Mortgage Payment Protection Insurance (MPPI) Cover
Mortgage Payment Protection Insurance (MPPI), also referred to as Accident, Sickness, and Unemployment (ASU) insurance, only covers essential payments for a period of time (usually 12 to 24 months). This type of protection is commonly used if you’re unable to work due to injury, illness, or even redundancy.
Personal Savings
Using personal savings is the most flexible option if you fall ill and can’t work, as they can cover any expense. However, you’ll be fully reliant on yourself, and savings will eventually run out if you use them to cover all of your living expenses for a long period.
Find the Best Suited Income Protection Today
At JG Mortgages, we offer income protection support as part of our additional services. If you believe that income protection is worth it, our experienced advisers can help you find the most suitable cover for your personal circumstances.
We can help you find the best type of policy by assessing your situation and answering any important questions you may have along the way.

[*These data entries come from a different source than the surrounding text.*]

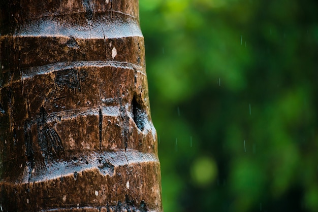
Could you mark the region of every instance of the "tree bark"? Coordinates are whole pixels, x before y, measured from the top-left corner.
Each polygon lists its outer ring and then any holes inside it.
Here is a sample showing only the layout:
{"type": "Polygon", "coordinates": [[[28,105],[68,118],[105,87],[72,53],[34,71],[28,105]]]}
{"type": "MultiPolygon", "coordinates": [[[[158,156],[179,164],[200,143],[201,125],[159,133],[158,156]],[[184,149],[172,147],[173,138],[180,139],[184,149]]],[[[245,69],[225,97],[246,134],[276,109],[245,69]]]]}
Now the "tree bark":
{"type": "Polygon", "coordinates": [[[0,211],[162,211],[138,9],[0,2],[0,211]]]}

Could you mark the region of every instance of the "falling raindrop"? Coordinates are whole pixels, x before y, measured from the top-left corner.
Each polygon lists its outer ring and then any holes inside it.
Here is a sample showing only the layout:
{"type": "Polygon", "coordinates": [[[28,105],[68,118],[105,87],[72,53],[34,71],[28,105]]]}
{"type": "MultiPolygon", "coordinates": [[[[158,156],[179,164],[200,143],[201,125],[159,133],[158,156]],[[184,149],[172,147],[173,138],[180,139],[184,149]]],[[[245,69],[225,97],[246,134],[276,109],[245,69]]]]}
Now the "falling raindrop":
{"type": "Polygon", "coordinates": [[[244,151],[246,152],[246,146],[245,145],[245,140],[244,140],[244,151]]]}
{"type": "Polygon", "coordinates": [[[192,147],[192,136],[190,136],[190,147],[192,147]]]}

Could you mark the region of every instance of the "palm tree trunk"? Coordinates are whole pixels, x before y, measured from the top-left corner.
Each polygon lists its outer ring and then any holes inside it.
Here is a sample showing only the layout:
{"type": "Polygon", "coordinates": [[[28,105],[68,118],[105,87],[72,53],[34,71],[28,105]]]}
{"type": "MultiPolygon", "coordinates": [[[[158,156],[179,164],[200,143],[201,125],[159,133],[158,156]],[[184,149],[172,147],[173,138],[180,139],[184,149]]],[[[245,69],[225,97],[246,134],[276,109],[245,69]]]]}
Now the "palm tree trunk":
{"type": "Polygon", "coordinates": [[[0,3],[0,211],[162,211],[138,0],[0,3]]]}

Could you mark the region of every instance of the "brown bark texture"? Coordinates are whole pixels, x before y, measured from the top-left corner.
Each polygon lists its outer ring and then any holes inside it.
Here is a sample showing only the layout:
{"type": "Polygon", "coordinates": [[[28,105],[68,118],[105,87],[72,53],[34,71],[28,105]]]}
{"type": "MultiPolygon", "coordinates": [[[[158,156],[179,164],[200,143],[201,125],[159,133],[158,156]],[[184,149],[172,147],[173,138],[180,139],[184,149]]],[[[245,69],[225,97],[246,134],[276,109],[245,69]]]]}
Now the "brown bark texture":
{"type": "Polygon", "coordinates": [[[162,211],[138,0],[0,1],[0,211],[162,211]]]}

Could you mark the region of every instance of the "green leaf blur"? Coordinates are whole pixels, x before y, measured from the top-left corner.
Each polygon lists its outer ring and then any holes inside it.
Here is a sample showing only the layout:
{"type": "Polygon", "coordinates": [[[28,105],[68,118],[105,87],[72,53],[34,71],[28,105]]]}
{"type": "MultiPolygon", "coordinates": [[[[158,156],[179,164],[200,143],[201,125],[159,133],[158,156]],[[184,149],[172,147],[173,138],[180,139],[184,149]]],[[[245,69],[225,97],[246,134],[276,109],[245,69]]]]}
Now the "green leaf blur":
{"type": "Polygon", "coordinates": [[[318,211],[318,2],[140,10],[165,211],[318,211]]]}

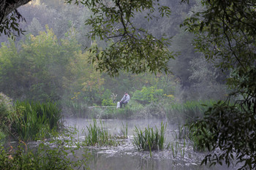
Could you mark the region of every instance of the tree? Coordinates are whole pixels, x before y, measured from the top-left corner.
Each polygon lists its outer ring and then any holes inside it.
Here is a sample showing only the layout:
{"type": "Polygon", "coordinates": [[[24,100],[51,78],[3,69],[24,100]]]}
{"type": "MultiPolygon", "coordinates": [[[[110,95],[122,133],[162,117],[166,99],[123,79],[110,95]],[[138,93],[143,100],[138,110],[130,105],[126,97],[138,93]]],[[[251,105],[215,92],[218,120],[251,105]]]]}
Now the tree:
{"type": "MultiPolygon", "coordinates": [[[[28,1],[29,0],[15,1],[14,4],[16,6],[13,7],[12,10],[19,7],[18,4],[24,4],[28,1]]],[[[91,38],[94,39],[99,37],[101,40],[111,43],[105,49],[100,49],[98,46],[93,46],[89,49],[96,55],[93,61],[97,63],[97,69],[106,72],[112,76],[118,75],[120,70],[136,74],[147,71],[169,71],[167,62],[173,58],[174,55],[167,48],[169,45],[168,39],[164,37],[157,38],[132,23],[135,15],[142,11],[148,12],[146,16],[148,20],[168,16],[170,14],[169,7],[161,6],[157,0],[66,1],[69,4],[83,4],[89,7],[94,15],[94,17],[86,20],[86,24],[92,27],[91,38]],[[152,15],[154,12],[155,15],[152,15]]],[[[3,7],[1,12],[6,9],[7,7],[3,7]]],[[[10,18],[8,22],[12,18],[10,18]]],[[[18,22],[14,23],[15,26],[18,26],[18,22]]],[[[3,23],[4,26],[8,25],[7,23],[3,23]]],[[[4,28],[4,31],[10,31],[10,28],[4,28]]],[[[14,30],[17,31],[17,28],[14,30]]],[[[4,32],[4,34],[8,34],[4,32]]]]}
{"type": "Polygon", "coordinates": [[[17,8],[27,4],[31,0],[3,0],[0,1],[0,35],[10,36],[17,32],[23,33],[19,28],[19,22],[25,20],[18,12],[17,8]]]}
{"type": "Polygon", "coordinates": [[[184,26],[195,33],[195,45],[223,72],[233,92],[193,124],[200,144],[211,151],[202,163],[233,159],[241,169],[256,167],[256,2],[253,0],[204,0],[203,9],[184,26]],[[235,98],[230,102],[231,97],[235,98]],[[208,135],[211,134],[211,135],[208,135]],[[220,150],[220,152],[217,152],[220,150]]]}

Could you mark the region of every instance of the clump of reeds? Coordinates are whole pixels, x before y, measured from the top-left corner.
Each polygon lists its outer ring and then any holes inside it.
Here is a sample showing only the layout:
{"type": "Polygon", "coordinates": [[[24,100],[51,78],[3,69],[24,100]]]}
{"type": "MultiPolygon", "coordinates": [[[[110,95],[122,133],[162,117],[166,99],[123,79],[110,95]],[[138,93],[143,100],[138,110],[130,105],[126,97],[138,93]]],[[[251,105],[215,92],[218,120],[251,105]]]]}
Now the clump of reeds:
{"type": "Polygon", "coordinates": [[[22,141],[10,149],[0,146],[0,169],[89,169],[89,154],[71,134],[66,132],[59,134],[49,142],[39,143],[36,148],[29,147],[22,141]],[[77,155],[78,151],[83,152],[83,156],[77,155]]]}
{"type": "Polygon", "coordinates": [[[151,150],[164,149],[166,125],[166,123],[161,123],[160,131],[157,127],[154,131],[153,128],[148,126],[143,131],[135,126],[133,143],[138,150],[149,150],[151,155],[151,150]]]}
{"type": "Polygon", "coordinates": [[[214,100],[188,101],[182,104],[173,103],[164,109],[169,122],[173,120],[177,122],[178,118],[188,123],[195,120],[196,117],[202,117],[208,108],[216,103],[214,100]]]}
{"type": "Polygon", "coordinates": [[[84,144],[87,146],[116,146],[120,144],[120,141],[125,136],[117,136],[109,134],[105,128],[104,123],[99,121],[100,126],[97,125],[96,120],[94,120],[93,125],[86,126],[88,133],[86,134],[84,144]]]}
{"type": "Polygon", "coordinates": [[[61,125],[61,110],[53,102],[16,101],[5,130],[22,141],[49,136],[61,125]]]}

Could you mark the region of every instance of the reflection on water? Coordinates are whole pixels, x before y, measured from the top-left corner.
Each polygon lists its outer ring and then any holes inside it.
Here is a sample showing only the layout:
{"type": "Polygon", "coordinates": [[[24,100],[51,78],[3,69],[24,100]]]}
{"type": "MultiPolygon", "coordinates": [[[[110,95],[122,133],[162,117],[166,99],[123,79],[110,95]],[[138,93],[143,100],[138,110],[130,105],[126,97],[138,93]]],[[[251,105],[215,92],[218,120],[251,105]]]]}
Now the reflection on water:
{"type": "MultiPolygon", "coordinates": [[[[132,144],[135,126],[140,129],[148,127],[157,126],[160,128],[161,122],[167,122],[166,120],[146,119],[146,120],[102,120],[105,127],[109,134],[121,134],[123,125],[128,126],[128,139],[124,144],[112,147],[89,147],[91,158],[89,161],[89,167],[92,170],[199,170],[199,169],[236,169],[227,168],[226,166],[208,167],[200,166],[200,160],[203,158],[203,153],[193,151],[192,146],[186,144],[185,154],[178,154],[173,156],[171,149],[163,151],[154,151],[152,158],[150,158],[149,152],[139,152],[132,144]]],[[[66,125],[75,126],[80,134],[77,137],[80,140],[84,139],[86,131],[86,125],[93,123],[92,120],[85,119],[67,119],[66,125]]],[[[173,134],[177,131],[177,125],[167,125],[165,143],[173,142],[175,137],[173,134]]],[[[178,153],[179,151],[177,151],[178,153]]],[[[180,151],[181,152],[181,151],[180,151]]]]}

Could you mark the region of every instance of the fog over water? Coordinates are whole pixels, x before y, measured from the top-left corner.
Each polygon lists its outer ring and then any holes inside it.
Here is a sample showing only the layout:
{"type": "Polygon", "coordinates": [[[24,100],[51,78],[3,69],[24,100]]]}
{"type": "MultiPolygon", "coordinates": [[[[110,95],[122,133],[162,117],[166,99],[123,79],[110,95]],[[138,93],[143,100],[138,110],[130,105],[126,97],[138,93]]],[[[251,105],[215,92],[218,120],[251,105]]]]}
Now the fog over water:
{"type": "MultiPolygon", "coordinates": [[[[81,133],[90,123],[93,123],[92,120],[82,118],[67,118],[65,120],[67,126],[75,126],[79,131],[79,135],[76,137],[80,140],[84,139],[84,134],[81,133]]],[[[145,170],[197,170],[197,169],[236,169],[223,166],[208,167],[204,165],[200,166],[200,160],[203,158],[204,153],[195,152],[192,144],[185,146],[185,154],[181,155],[181,150],[178,149],[178,155],[173,156],[170,148],[163,150],[153,151],[152,158],[150,158],[149,151],[138,151],[132,144],[134,129],[136,125],[140,129],[146,127],[155,127],[159,129],[161,122],[166,123],[166,119],[140,119],[140,120],[101,120],[105,124],[105,127],[111,134],[120,135],[123,125],[127,123],[128,139],[124,144],[118,147],[89,147],[89,152],[91,154],[89,161],[89,167],[95,170],[110,170],[110,169],[145,169],[145,170]]],[[[99,120],[97,120],[99,123],[99,120]]],[[[165,144],[169,142],[175,143],[176,134],[178,133],[177,125],[167,124],[165,136],[165,144]]],[[[86,132],[85,132],[86,133],[86,132]]],[[[183,146],[180,142],[180,147],[183,146]]],[[[79,154],[79,153],[78,153],[79,154]]]]}

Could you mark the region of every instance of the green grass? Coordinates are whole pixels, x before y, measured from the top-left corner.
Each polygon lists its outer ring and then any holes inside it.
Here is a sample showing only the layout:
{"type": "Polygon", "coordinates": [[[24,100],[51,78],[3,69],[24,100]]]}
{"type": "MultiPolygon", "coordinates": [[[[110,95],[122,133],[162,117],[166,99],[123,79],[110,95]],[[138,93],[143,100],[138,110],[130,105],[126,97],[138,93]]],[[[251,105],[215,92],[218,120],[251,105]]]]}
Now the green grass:
{"type": "Polygon", "coordinates": [[[89,169],[89,154],[72,134],[58,134],[48,142],[36,148],[23,142],[11,150],[0,146],[0,169],[89,169]],[[82,156],[78,156],[78,152],[82,156]]]}
{"type": "MultiPolygon", "coordinates": [[[[94,123],[90,124],[87,128],[84,144],[86,146],[117,146],[121,144],[121,141],[117,139],[126,139],[125,136],[113,136],[108,134],[108,130],[105,128],[104,123],[99,121],[100,125],[98,125],[96,120],[94,123]]],[[[126,129],[127,131],[127,129],[126,129]]]]}
{"type": "Polygon", "coordinates": [[[165,132],[166,125],[161,123],[161,129],[159,131],[155,127],[155,131],[153,128],[145,128],[145,131],[138,128],[135,126],[133,143],[137,147],[138,150],[149,150],[151,155],[151,150],[163,150],[165,142],[165,132]]]}
{"type": "Polygon", "coordinates": [[[15,108],[5,130],[18,140],[47,138],[61,125],[61,110],[53,102],[16,101],[15,108]]]}
{"type": "Polygon", "coordinates": [[[182,104],[171,104],[165,106],[164,109],[169,122],[184,121],[187,123],[195,120],[196,117],[202,117],[208,107],[216,103],[217,101],[214,100],[189,101],[182,104]]]}

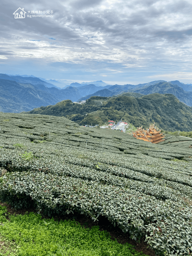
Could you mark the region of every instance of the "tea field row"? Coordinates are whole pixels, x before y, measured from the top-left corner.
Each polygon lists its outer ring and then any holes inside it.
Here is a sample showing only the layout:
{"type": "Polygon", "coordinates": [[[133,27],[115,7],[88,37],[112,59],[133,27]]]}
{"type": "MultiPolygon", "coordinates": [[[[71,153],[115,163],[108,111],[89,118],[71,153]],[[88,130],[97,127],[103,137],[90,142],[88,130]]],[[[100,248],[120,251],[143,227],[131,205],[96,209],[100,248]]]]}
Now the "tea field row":
{"type": "Polygon", "coordinates": [[[103,216],[158,255],[191,253],[191,148],[51,116],[1,113],[0,127],[2,201],[103,216]]]}

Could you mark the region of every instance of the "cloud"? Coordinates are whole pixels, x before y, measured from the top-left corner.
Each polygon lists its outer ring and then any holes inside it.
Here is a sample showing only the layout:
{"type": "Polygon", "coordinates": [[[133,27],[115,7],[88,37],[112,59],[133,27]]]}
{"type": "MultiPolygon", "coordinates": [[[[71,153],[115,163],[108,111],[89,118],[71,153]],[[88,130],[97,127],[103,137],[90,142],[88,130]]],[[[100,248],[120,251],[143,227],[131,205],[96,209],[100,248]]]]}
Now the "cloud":
{"type": "Polygon", "coordinates": [[[154,76],[149,76],[147,77],[149,78],[154,78],[156,77],[164,77],[170,78],[172,80],[192,80],[192,73],[189,72],[175,72],[171,74],[161,74],[154,76]]]}
{"type": "Polygon", "coordinates": [[[111,78],[128,79],[131,72],[149,78],[154,72],[188,73],[192,6],[189,0],[32,0],[24,4],[8,0],[1,6],[1,56],[7,63],[13,55],[23,63],[36,59],[53,72],[56,66],[65,72],[73,67],[111,78]],[[12,13],[19,7],[27,14],[52,10],[53,18],[17,20],[12,13]]]}

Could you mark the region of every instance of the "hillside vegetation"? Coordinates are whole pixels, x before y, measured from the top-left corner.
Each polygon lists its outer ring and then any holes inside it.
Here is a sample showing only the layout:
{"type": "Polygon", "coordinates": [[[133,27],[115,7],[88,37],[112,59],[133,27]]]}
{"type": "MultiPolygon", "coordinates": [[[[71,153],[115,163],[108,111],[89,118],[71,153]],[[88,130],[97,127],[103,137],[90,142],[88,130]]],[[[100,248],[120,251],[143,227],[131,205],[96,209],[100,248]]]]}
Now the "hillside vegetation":
{"type": "Polygon", "coordinates": [[[108,98],[94,96],[83,104],[64,100],[28,113],[65,116],[83,125],[122,119],[144,128],[155,122],[159,128],[173,132],[189,132],[192,127],[192,108],[171,94],[153,93],[140,97],[126,94],[108,98]]]}
{"type": "Polygon", "coordinates": [[[50,216],[104,218],[158,255],[192,253],[192,149],[63,117],[1,113],[0,123],[2,202],[50,216]]]}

To find the most suitable income protection insurance cover, please contact us today.
FAQs
How long does income protection pay out?
Income protection typically pays out until you return to work, reach the retirement age, or the policy comes to an end. Short-term policies usually pay for 1, 2, or 5 years for each claim, while long-term policies can pay until retirement.
Is income protection tax-deductible?
Individual income protection premiums are generally not tax-deductible because they’re paid from income that has been taxed already.
Can I get income protection if I’m self-employed?
Yes, you can get income protection if you’re self-employed! Investing in income protection while working self-employed provides a safety net if injury or illness ever stops you from being able to work.
If I never make a claim, will I get my money back?
No, if you never make an income protection claim, that does not mean you will get your money back. This type of insurance is used to protect your income if you’re unable to work, and it’s not a type of savings plan.